The Congress party, its leaders and supporters have, over the years, opposed, stalled, or denounced some of India’s most consequential development projects. Here is the documented record – in their own words.
Ravish Kumar & Ganga Expressway (May 2026)
A video of Ravish Kumar reacting to the newly inaugurated Ganga Expressway has gone viral on social media, prompting widespread debate. In the clip, he is seen questioning the value of reduced travel time and expressing skepticism about the emphasis on infrastructure-led development in Uttar Pradesh.
In the video, he remarks, “Tell me, what will you do by reaching Prayagraj 5 hours earlier? The real enjoyment is in the road trip itself, not in reaching the destination. So why is the government building expressways and shortening people’s road trips?” suggesting that the experience of travel is more meaningful than reaching the destination faster.
🤡 रवीश कुमार अब पूरी तरह से पागल हो चुका है!
“गंगा एक्सप्रेसवे से 11 घंटे का सफर 6 घंटे में!”
रवीश: “अरे 5 घंटे पहले पहुँचकर क्या करोगे??” 😂
भाई, पूरा देश विकास से जश्न मना रहा है, तू रो रहा है कि लोग जल्दी पहुँच रहे हैं?
“An Undeveloped Border is Safer” – AK Antony, Parliament (September 2013)
No statement in independent India’s political history is more damning than this one, made voluntarily by UPA Defence Minister A.K. Antony on the floor of Parliament: “Independent India had a policy for many years that the best defence is not to develop the border. Undeveloped border is more safe than developed border.
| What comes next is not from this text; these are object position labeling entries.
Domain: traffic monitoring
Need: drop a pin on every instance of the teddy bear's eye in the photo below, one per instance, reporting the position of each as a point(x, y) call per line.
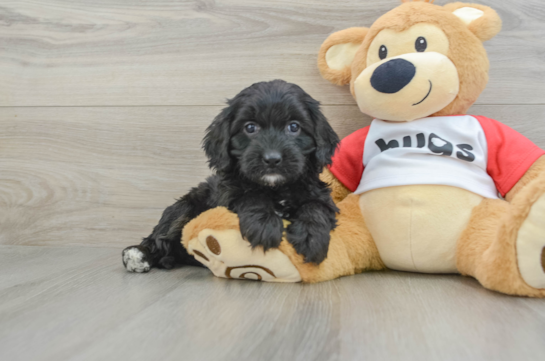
point(382, 52)
point(421, 44)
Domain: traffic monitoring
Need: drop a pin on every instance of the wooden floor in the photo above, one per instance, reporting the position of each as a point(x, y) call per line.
point(103, 104)
point(74, 303)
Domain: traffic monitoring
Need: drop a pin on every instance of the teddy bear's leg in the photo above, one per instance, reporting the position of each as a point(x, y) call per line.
point(503, 246)
point(351, 248)
point(214, 239)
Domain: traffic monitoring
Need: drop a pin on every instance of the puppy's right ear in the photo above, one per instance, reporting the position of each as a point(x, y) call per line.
point(337, 53)
point(217, 139)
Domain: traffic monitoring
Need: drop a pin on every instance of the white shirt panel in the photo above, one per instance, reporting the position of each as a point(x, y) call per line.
point(438, 150)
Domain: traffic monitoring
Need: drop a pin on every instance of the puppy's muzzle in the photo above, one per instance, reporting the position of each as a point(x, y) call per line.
point(272, 158)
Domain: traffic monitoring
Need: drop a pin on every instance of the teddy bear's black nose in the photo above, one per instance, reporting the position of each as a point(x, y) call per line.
point(393, 76)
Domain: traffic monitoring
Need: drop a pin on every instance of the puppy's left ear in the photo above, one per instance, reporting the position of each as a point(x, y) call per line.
point(325, 137)
point(217, 139)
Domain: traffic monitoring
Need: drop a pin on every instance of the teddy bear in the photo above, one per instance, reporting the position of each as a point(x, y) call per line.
point(424, 188)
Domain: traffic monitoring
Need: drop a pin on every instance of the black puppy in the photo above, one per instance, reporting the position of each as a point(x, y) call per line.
point(268, 148)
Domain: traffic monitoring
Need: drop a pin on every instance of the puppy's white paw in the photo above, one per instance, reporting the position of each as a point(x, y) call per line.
point(135, 260)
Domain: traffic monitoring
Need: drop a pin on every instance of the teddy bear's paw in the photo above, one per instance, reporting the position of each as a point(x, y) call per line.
point(531, 246)
point(135, 259)
point(228, 255)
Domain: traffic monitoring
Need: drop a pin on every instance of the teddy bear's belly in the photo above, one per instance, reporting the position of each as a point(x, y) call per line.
point(416, 227)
So many years, there was no construction of roads, airfields, nothing in the border areas. By that time, China continued to develop their infrastructure. Compared to us, infrastructure-wise, capability-wise in the border areas, they are ahead. I admit that. It is a part of history.”
Read that again. A sitting defence minister of the world’s largest democracy stood in Parliament and confessed that India’s official policy was to deliberately leave its borders undeveloped while China built roads, airstrips, and supply chains right up to the LAC. The result? Doklam. Galwan. Depsang. Decades of Chinese encroachment enabled, in part, by a Congress doctrine that mistook vulnerability for strategy.
“A Planned Misadventure” – Sonia Gandhi on the Great Nicobar Project (September 2025)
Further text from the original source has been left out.